O dia foi ontem, dezenove de Abril. Três anos.
O dia foi todo prestando atenção na respiração. Não estava funcionando. Precisava de concentração para o ar fazer o que tem que fazer.
Três anos atrás, uns meses mais, eram meus trinta anos. Trinta anos bateu pesado. Trinta milhões de questões.
O ser ou não ser de Shakespeare migra para o mito de Sísifo e desagua em por que fazemos o que fazemos de Cortella. E as relações interpessoais ganharam destaque nos meus questionamentos recorrentes.
Eu nunca fui popular. Nunca tive muitos amigos. A introspecção sempre minha aliada. Prezo por conexões de almas. Poucos e profundos a muitos e rasos.
Certo dia faleceu um tio do meu então marido. As crianças nas escolas. Passamos a tarde na despedida. Foram horas grudadinhos como ha muito tempo não. Relacionamento enfraquecido. Aquelas horas ~que Deus me perdoe~ foram de recarregar meu estoque de carência afetiva. Não há nada pior do que se sentir sozinha estando acompanhada. Local e situação não favoráveis.
Comecei notar as migalhas que eu estava permitindo implorar receber.

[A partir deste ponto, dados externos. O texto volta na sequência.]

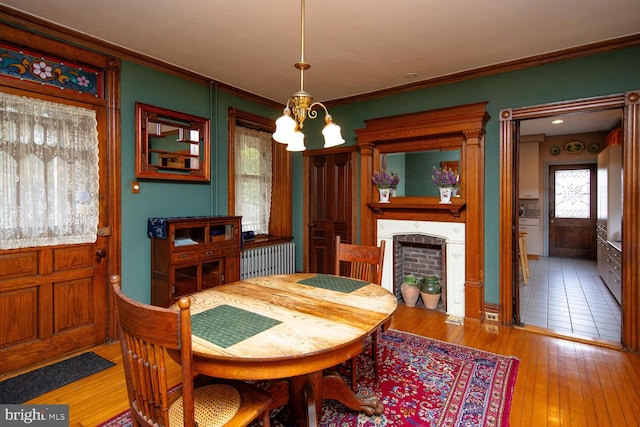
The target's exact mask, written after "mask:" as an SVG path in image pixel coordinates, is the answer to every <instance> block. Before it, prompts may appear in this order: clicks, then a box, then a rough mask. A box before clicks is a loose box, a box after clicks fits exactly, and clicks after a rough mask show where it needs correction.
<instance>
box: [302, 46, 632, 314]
mask: <svg viewBox="0 0 640 427" xmlns="http://www.w3.org/2000/svg"><path fill="white" fill-rule="evenodd" d="M639 69H640V47H633V48H627V49H620V50H617V51H613V52H608V53H604V54H599V55H592V56H587V57H584V58H578V59H572V60H567V61H562V62H558V63H553V64H547V65H541V66H537V67H532V68H529V69H526V70H520V71H512V72H508V73H502V74H497V75H493V76H488V77H482V78H477V79H473V80H468V81H463V82H459V83H453V84H448V85H442V86H436V87H433V88H428V89H423V90H417V91H414V92H409V93H402V94H398V95H392V96H388V97H384V98H377V99H373V100H370V101H364V102H359V103H353V104H349V105H342V106H338V107H333V108H331V109H330V110H331V115H332V116H333V119H334V121H335V122H336V123H338V124H339V125H340V126H341V127H342V130H343V137H344V138H345V140H346V141H347V144H355V143H356V134H355V132H354V129H360V128H364V120H368V119H373V118H379V117H385V116H394V115H398V114H405V113H412V112H417V111H426V110H431V109H435V108H444V107H450V106H456V105H463V104H471V103H475V102H483V101H488V104H487V110H488V113H489V114H490V116H491V119H490V121H489V122H488V124H487V134H486V139H485V143H486V145H485V266H484V273H485V300H486V301H488V302H491V303H495V304H497V303H498V302H499V296H500V295H499V254H498V250H499V244H500V241H499V197H498V192H497V189H498V188H499V177H500V165H499V160H500V127H499V119H498V117H499V114H498V113H499V111H500V110H502V109H505V108H516V107H524V106H530V105H537V104H545V103H550V102H556V101H565V100H571V99H579V98H589V97H594V96H601V95H610V94H615V93H623V92H625V91H629V90H638V89H640V72H638V70H639ZM312 126H313V127H312ZM312 129H314V130H312ZM305 135H306V139H307V140H308V143H307V148H320V147H321V146H322V141H321V137H319V135H320V130H319V129H318V124H317V123H313V124H311V123H310V124H309V125H307V123H306V122H305ZM296 181H299V180H296ZM296 196H297V197H296V198H295V199H294V203H296V205H299V204H300V203H301V200H302V198H301V193H300V194H296ZM295 231H296V233H297V234H299V233H301V231H302V224H300V221H298V228H296V229H295Z"/></svg>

No meu fatídico dezenove de Abril, a dor mais avassaladora chegou. Meu pai se foi. Se foi definitivo. O alcoolismo já tinha levado, picado há tempos. As horas seguintes são infinitas e cruciais. A gente não quer estar ali. A gente precisa estar ali. Ali eu senti o peso da solidão. Eu coadjuvante. Cercada de familiares com a mesma dor que a minha. Algumas menores. Do meu irmão igual. Da minha vó maior. Todos se apoiando, se amando, se fortalecendo. Eu me senti extremamente só. Muitos amigos do meu pai, amigos da minha mãe, amigos do meu irmão. Eu sem nenhum. Meu marido chegou minutos antes do enterro. Minhas redes sociais se encheram de mensagens. Meus braços só receberam carinho de pessoas do meu sangue, que sentiam dores também.
Não quero que ninguém se sinta mau. Falo do que senti. Do que me faltou no momento mais triste da minha vida. Ninguém quer estar ali. A gente não vai porque gosta. Muitas vezes não vai por quem partiu. Sim por quem ficou partido.
Um tempo depois fui novamente. Não exatamente por quem foi. Fui por quem ficou. Meu sangue. Não queria que sentisse jamais o que senti quando foi minha vez. Tinha muitas desculpas. Tempo, distancia, filhos. Só fui!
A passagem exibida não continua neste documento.